Sans doute pas très différemment. C’est une question de caractère. Donc, maintenant, pour ne plus risquer de monter dans les tours, je refuse d’aller dans ces émissions où les invités sont là pour se faire démonter.
Par peur de dire le mot de trop, aussi?
C’est, de fait, l’un des risques majeurs. Je suis un angoissé, et je ne veux pas que le tour de manège s’arrête. Pas question qu’un métier que j’adore me ferme toutes les portes parce que j’aurais dit un truc que je regretterais de toute façon la seconde suivante. Donc, je me protège contre moi et contre les autres en n’allant pas où il règne trop d’énergie négative. Je ne supporte plus la méchanceté. Dans mon travail, je suis parfois lourd, mais jamais méchant. Sauf une fois. À l'occasion d’une caméra cachée pour le Morning de M6 où l'on avait montré de face des gens qui allaient voir des prostituées, et je l’ai regretté. En résumé, à l’inverse de Dieudonné, je ne vexerais jamais une communauté juste pour faire un bon mot.
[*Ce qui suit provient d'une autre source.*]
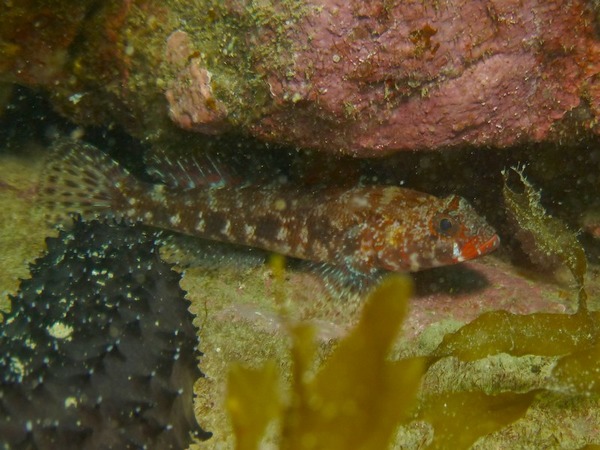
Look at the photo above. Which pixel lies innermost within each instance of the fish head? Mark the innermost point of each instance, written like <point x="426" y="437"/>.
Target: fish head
<point x="435" y="232"/>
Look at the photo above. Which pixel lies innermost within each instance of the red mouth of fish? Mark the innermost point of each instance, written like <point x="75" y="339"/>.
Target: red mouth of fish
<point x="475" y="248"/>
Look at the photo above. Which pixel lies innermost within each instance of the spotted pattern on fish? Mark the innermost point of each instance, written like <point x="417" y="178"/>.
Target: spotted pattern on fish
<point x="360" y="229"/>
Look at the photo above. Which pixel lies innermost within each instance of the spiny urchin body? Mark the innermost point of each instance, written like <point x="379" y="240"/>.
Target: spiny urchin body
<point x="99" y="350"/>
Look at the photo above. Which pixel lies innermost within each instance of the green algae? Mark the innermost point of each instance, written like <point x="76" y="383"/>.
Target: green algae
<point x="545" y="237"/>
<point x="533" y="334"/>
<point x="579" y="372"/>
<point x="240" y="44"/>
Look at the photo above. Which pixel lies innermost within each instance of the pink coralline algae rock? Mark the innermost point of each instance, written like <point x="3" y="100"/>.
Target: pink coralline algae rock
<point x="370" y="78"/>
<point x="192" y="104"/>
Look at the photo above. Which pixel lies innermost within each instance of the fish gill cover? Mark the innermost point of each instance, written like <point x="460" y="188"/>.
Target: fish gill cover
<point x="99" y="350"/>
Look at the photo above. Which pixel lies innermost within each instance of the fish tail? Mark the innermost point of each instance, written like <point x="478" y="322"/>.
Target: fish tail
<point x="79" y="179"/>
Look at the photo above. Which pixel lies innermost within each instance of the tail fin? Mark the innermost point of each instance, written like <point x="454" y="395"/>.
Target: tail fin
<point x="81" y="180"/>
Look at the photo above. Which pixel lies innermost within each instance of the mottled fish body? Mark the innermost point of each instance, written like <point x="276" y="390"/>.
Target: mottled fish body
<point x="360" y="229"/>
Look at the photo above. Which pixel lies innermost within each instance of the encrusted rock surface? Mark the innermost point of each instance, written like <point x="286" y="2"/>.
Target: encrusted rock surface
<point x="362" y="78"/>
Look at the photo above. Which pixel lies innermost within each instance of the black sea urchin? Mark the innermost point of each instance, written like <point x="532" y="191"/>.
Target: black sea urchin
<point x="99" y="350"/>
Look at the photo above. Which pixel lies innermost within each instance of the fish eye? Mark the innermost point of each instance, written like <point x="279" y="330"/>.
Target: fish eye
<point x="445" y="225"/>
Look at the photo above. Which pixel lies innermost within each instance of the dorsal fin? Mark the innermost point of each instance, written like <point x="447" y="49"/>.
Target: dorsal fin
<point x="189" y="171"/>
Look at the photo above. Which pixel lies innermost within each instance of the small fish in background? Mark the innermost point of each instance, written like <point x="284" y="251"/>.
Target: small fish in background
<point x="356" y="232"/>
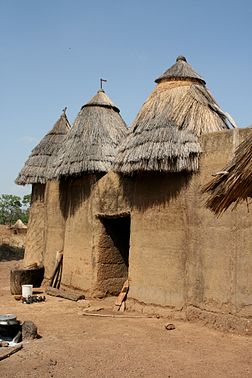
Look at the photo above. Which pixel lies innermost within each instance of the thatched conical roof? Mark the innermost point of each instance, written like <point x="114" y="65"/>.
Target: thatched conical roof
<point x="163" y="135"/>
<point x="180" y="70"/>
<point x="37" y="168"/>
<point x="234" y="182"/>
<point x="92" y="143"/>
<point x="158" y="146"/>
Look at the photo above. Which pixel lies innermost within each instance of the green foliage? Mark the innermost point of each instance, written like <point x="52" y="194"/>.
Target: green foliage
<point x="13" y="208"/>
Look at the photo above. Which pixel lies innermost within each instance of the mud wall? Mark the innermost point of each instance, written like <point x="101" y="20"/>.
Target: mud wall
<point x="180" y="253"/>
<point x="78" y="257"/>
<point x="35" y="237"/>
<point x="54" y="227"/>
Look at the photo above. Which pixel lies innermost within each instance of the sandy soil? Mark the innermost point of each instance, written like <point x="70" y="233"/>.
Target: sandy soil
<point x="73" y="345"/>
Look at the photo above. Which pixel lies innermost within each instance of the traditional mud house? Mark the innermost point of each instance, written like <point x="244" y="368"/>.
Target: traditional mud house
<point x="147" y="220"/>
<point x="36" y="171"/>
<point x="233" y="184"/>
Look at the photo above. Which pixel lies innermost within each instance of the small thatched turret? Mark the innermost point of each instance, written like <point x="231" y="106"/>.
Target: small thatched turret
<point x="37" y="168"/>
<point x="92" y="143"/>
<point x="164" y="134"/>
<point x="180" y="70"/>
<point x="234" y="182"/>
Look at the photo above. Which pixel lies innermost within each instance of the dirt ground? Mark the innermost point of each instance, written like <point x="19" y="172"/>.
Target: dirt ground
<point x="73" y="345"/>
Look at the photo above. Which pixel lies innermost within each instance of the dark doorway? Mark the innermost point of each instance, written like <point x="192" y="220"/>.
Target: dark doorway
<point x="113" y="261"/>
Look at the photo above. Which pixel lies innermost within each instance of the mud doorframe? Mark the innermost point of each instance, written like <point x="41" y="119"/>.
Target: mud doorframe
<point x="113" y="253"/>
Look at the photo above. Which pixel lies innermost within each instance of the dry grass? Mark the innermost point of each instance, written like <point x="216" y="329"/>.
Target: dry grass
<point x="236" y="185"/>
<point x="37" y="166"/>
<point x="92" y="143"/>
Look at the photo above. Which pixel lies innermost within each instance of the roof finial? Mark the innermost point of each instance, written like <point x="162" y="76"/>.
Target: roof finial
<point x="181" y="58"/>
<point x="102" y="81"/>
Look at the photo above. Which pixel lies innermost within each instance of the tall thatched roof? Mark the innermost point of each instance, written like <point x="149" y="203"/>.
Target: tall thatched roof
<point x="234" y="183"/>
<point x="92" y="143"/>
<point x="158" y="145"/>
<point x="38" y="165"/>
<point x="163" y="135"/>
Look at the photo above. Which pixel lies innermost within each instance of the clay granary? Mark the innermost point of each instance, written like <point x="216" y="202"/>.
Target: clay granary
<point x="127" y="203"/>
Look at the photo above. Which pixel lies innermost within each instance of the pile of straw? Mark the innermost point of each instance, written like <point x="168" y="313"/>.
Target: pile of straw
<point x="235" y="183"/>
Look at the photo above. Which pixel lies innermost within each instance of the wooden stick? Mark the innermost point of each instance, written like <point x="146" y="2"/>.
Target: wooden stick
<point x="64" y="294"/>
<point x="9" y="353"/>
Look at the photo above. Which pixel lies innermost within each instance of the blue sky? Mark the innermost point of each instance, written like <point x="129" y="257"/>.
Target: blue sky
<point x="53" y="53"/>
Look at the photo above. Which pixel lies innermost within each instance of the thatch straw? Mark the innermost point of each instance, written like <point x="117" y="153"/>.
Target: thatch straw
<point x="234" y="183"/>
<point x="19" y="225"/>
<point x="159" y="146"/>
<point x="92" y="143"/>
<point x="180" y="70"/>
<point x="161" y="137"/>
<point x="38" y="165"/>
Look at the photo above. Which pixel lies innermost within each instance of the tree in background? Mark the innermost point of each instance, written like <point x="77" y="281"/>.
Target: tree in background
<point x="13" y="208"/>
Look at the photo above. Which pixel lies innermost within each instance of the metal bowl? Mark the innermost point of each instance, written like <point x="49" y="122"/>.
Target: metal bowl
<point x="8" y="319"/>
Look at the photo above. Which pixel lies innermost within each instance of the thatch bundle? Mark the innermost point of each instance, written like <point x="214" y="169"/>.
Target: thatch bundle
<point x="37" y="168"/>
<point x="92" y="143"/>
<point x="163" y="135"/>
<point x="234" y="183"/>
<point x="19" y="225"/>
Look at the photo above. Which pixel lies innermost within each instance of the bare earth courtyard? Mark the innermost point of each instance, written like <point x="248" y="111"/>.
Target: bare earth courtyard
<point x="73" y="345"/>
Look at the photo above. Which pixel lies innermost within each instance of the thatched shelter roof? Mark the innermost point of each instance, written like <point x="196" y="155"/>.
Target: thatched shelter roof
<point x="234" y="182"/>
<point x="92" y="143"/>
<point x="163" y="135"/>
<point x="38" y="165"/>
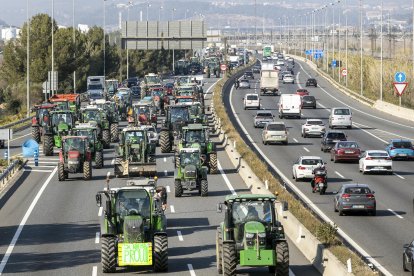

Dans le film de Daniel Cohen, Jean Reno incarne la sagesse et vous restez malgré tout un chien fou. Même si vous vous êtes un peu calmé...
Disons qu’à la différence de Jean Reno, je ne suis pas passé par dix ans de rôles discrets pour construire une carrière. Ma première fois à l’écran, c’était sur M6, directement en prime time. Où je me suis créé devant trop de gens, sans filet et sans expérience. Je n’ai jamais eu la chance d’être un débutant.
Comme un chef
Réalisé par Daniel Cohen (2011). Avec Jean Reno, Michaël Youn - 85'.